Once again, my heart goes out to you and your family as you grieve the loss of your husband. Know that he touched so many lives at this chat room and he gave his time lovinly for the cause of alcoholism.((((((((((txmom,daughter)))))))) cdb
I missed out on the privilege of meeting your husband. I can tell by the number of people posting how loved he truly was by everyone here. You and your daughter are in my thoughts. Luv Leo xx
I really didn't interact with your husband much but I am sorry to hear of your loss. Take care of yourself and come back to the board when you feel you are ready. Loss of a loved one is one of the hardest things in life to deal with. It takes a lot of time to readjust.
I am so very sorry to hear of your husband's passing. My sister almost passed a while back and the pain was unbareable. The only thing I knew how to do was talk about it and pray about it. And got lots of hugs from my children. Even though I do not know you, I am praying for you and your daughter. (((((((((((((Txmom, daughter))))))))))))
My sincerest sympathy to you and your daughter. I was so shocked and saddened to hear of Dad's passing. I know him from the early morning hours. I will miss him and also hope to have the occasion to talk to you sometime.
To all of my wonderful dear MIP friends, thank you from the bottom of my heart. I am so touched by your words I can't even express how much it means. Robert was a really wonderful person. A flawed person, a person with a horrible disease but a man that loved his wife and children very much. We are in shock. We will miss him so much but we know that he is in a much better place now and that the grip that this disease has always had on him exists no more. He has a freedom now he's never had before. I'm hurting but I'm trying to stay focused on the good things about him and the blessings I still have so that I don't get too involved in the joys I no longer have. I want you all to know that Robert loved the people on this site. He knew while drinking and coming here was a mistake he couldn't undo. He loved you all nontheless.
Thanks so much everyone. Knowing (as Haxi said) that you all have my back means the world. Keep those prayers headed our way!!
I only knew dad a short time and he made me laugh and feel good about myself for the first time in ages. I was so sad when i read this posting. My hearfelt love to you and your family.
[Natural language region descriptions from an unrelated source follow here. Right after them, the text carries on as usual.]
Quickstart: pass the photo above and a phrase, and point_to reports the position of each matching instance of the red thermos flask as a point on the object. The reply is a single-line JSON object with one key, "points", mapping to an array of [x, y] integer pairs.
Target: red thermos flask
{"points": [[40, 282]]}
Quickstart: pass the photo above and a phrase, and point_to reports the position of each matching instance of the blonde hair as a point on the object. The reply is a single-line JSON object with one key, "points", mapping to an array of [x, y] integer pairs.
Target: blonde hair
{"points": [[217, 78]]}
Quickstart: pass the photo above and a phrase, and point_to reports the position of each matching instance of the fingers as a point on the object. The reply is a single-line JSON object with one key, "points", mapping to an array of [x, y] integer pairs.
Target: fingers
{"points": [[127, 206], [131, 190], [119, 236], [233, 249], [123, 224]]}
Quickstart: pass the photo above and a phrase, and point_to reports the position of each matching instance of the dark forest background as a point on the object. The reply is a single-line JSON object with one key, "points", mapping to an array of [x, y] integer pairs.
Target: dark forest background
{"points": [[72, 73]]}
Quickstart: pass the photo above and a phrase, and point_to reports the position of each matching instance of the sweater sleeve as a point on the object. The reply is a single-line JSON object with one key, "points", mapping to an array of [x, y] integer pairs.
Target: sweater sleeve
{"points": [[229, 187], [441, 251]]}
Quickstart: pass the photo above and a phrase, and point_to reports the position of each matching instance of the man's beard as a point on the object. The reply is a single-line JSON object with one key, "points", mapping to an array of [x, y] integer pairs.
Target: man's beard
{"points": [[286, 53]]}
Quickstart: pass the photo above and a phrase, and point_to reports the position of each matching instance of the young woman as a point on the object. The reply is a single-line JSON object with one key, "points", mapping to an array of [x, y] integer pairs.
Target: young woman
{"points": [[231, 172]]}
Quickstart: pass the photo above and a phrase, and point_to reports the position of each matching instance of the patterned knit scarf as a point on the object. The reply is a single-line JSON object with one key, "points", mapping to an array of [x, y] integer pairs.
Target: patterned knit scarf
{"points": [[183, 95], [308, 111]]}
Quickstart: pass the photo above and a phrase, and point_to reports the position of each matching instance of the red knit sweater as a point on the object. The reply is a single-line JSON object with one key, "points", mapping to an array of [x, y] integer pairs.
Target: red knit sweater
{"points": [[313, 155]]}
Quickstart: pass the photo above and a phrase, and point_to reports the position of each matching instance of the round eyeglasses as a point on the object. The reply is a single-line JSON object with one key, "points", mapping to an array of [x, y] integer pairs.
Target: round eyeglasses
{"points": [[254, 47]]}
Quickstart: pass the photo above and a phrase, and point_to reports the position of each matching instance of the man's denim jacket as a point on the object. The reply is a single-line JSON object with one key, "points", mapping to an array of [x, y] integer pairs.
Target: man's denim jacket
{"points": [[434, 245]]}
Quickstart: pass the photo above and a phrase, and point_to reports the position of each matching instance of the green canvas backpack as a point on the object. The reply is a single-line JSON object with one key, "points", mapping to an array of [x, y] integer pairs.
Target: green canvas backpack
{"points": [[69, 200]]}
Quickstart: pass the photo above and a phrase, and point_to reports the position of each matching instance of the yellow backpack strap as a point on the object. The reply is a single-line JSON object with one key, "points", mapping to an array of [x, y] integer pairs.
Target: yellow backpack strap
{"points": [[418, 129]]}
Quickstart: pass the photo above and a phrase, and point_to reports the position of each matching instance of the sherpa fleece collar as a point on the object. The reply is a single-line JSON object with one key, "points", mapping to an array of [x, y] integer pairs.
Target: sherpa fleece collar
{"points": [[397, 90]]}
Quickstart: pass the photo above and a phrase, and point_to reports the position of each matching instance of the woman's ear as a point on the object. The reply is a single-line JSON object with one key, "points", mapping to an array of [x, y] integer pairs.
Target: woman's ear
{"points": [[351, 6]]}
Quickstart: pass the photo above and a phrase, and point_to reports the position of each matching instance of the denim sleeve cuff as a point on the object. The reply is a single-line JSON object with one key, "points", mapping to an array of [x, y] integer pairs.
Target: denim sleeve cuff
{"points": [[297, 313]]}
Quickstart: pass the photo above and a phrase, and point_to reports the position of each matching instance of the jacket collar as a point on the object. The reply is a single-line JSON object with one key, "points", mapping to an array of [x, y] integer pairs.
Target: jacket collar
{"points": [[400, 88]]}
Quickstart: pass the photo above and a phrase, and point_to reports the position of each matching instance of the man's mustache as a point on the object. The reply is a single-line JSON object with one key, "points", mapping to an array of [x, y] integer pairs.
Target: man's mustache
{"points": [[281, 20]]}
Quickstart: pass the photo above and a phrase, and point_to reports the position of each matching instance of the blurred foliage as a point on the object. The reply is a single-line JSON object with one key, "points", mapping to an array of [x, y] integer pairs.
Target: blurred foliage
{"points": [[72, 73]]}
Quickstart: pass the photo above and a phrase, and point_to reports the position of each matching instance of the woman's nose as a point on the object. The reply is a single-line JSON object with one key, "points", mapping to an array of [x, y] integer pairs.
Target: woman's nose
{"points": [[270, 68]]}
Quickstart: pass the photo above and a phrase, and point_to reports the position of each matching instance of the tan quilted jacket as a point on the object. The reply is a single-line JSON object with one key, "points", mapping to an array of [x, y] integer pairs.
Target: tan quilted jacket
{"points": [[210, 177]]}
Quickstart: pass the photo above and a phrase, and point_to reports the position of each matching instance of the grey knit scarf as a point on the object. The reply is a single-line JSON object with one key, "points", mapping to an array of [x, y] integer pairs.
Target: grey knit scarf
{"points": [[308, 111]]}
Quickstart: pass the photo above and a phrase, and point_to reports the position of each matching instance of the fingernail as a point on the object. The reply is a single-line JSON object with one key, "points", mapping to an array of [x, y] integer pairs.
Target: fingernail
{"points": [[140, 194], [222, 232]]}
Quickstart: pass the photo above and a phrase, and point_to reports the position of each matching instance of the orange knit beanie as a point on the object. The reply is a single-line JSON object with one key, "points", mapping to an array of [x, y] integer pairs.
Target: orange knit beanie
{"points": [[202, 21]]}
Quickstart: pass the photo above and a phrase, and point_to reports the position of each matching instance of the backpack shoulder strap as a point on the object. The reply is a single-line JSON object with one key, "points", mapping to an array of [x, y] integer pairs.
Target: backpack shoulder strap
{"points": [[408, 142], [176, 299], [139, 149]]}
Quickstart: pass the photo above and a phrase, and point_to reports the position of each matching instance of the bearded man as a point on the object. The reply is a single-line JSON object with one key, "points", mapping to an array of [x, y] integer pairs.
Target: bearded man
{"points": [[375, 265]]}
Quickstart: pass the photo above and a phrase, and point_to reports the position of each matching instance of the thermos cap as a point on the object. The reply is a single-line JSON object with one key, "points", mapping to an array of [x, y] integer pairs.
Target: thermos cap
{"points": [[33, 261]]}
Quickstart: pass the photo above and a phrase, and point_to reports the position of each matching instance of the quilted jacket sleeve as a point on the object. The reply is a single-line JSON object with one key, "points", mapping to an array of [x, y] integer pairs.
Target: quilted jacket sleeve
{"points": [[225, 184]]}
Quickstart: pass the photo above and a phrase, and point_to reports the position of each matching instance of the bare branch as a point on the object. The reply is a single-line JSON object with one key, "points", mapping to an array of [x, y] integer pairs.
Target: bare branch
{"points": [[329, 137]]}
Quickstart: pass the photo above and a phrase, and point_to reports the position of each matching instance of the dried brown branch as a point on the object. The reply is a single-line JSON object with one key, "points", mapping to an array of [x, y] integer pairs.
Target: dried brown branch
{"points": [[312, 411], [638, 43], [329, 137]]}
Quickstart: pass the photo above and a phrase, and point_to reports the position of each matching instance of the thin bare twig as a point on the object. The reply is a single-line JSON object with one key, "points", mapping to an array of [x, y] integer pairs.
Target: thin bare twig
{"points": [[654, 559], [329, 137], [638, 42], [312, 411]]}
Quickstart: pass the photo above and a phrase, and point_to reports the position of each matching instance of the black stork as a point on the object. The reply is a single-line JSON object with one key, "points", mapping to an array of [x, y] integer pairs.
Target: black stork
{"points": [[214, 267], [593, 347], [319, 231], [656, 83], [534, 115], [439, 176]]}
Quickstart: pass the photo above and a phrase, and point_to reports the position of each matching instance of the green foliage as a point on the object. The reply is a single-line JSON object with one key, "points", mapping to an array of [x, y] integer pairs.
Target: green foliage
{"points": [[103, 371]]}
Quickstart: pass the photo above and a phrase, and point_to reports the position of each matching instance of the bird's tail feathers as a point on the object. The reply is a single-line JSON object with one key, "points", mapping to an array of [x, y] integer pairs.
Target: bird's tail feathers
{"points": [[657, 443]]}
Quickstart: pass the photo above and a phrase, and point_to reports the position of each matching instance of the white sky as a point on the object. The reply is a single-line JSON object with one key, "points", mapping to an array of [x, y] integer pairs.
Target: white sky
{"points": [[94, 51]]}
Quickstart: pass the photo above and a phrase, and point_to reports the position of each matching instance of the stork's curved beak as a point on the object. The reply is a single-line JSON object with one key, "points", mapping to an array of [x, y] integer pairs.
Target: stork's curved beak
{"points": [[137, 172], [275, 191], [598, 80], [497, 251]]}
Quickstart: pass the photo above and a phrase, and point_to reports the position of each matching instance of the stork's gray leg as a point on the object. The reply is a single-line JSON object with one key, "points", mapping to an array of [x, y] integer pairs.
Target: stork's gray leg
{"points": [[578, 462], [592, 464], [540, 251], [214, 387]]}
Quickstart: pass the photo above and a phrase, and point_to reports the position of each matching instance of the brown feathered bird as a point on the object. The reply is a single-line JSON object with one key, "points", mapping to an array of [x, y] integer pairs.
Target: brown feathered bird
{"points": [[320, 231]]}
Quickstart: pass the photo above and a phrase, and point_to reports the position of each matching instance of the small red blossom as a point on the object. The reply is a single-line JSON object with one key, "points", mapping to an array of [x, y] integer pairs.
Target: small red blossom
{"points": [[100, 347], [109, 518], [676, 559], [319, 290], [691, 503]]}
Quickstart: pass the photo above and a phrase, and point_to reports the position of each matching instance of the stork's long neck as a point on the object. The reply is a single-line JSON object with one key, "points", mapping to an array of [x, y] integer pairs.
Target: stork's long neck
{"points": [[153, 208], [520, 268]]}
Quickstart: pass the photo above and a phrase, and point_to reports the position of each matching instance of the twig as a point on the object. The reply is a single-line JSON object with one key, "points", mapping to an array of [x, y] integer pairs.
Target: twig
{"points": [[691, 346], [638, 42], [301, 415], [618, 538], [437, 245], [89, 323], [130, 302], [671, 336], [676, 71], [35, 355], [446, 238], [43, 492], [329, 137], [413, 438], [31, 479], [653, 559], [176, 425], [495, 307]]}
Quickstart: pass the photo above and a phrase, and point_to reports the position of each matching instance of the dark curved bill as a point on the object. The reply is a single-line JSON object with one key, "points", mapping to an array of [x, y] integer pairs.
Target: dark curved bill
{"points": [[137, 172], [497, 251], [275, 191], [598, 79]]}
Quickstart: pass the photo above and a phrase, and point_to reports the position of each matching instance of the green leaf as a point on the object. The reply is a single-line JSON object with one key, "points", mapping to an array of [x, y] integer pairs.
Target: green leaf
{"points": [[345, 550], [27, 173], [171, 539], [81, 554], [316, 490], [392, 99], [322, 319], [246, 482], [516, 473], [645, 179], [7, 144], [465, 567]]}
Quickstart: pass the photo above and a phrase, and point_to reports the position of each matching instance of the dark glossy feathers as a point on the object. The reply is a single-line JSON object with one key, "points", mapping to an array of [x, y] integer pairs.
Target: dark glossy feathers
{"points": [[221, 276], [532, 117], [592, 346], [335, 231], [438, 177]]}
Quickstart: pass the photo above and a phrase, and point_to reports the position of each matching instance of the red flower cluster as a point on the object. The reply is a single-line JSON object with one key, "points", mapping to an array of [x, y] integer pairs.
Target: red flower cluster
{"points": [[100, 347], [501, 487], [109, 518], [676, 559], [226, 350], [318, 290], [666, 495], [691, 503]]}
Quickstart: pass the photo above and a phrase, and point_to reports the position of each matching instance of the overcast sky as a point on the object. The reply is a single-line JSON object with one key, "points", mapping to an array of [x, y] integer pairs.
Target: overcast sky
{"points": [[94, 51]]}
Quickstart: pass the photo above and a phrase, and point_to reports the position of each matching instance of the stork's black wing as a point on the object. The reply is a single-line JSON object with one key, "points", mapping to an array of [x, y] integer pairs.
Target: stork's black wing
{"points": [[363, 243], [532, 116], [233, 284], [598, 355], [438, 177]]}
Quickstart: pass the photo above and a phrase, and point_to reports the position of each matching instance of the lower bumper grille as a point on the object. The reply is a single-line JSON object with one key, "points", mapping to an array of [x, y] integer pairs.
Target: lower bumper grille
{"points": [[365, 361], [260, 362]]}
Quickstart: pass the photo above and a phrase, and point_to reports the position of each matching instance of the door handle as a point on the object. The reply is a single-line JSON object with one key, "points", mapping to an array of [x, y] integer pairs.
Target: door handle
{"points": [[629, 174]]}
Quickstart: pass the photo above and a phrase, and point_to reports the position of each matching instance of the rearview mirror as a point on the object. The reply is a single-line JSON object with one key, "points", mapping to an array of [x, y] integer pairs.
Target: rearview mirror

I will pray for you all.
((((((Txmom))))) Wow all I can say is I am sososososoooo sad about dad ((Robert))) HE was encreditable Person with a Great heart a willing heart to deal with his dieases . Dad had no Idea how much he touched my life with my recovery he had a great sense of humor and his es&h really touch me it was just what I need to hear at the time!!!
My mother died 4 years ago from this horrible dieases and I watched her from being this beautiful person to this fragil and helpless person It was encreditable sad to watch this horrible diease killer so slowly and I could not help her in anyways!!! I lost my ((((newborn son)))) 12 yrs ago at birth.... I truely share your pain txmom I truely do. As others have shared time does heal.
Txmom if you need to talk I am here for you.... I would like to help you in anyways I can.....
(((((((((((((((Txmom)))))))))))) my heart and prayers are with you and your family!!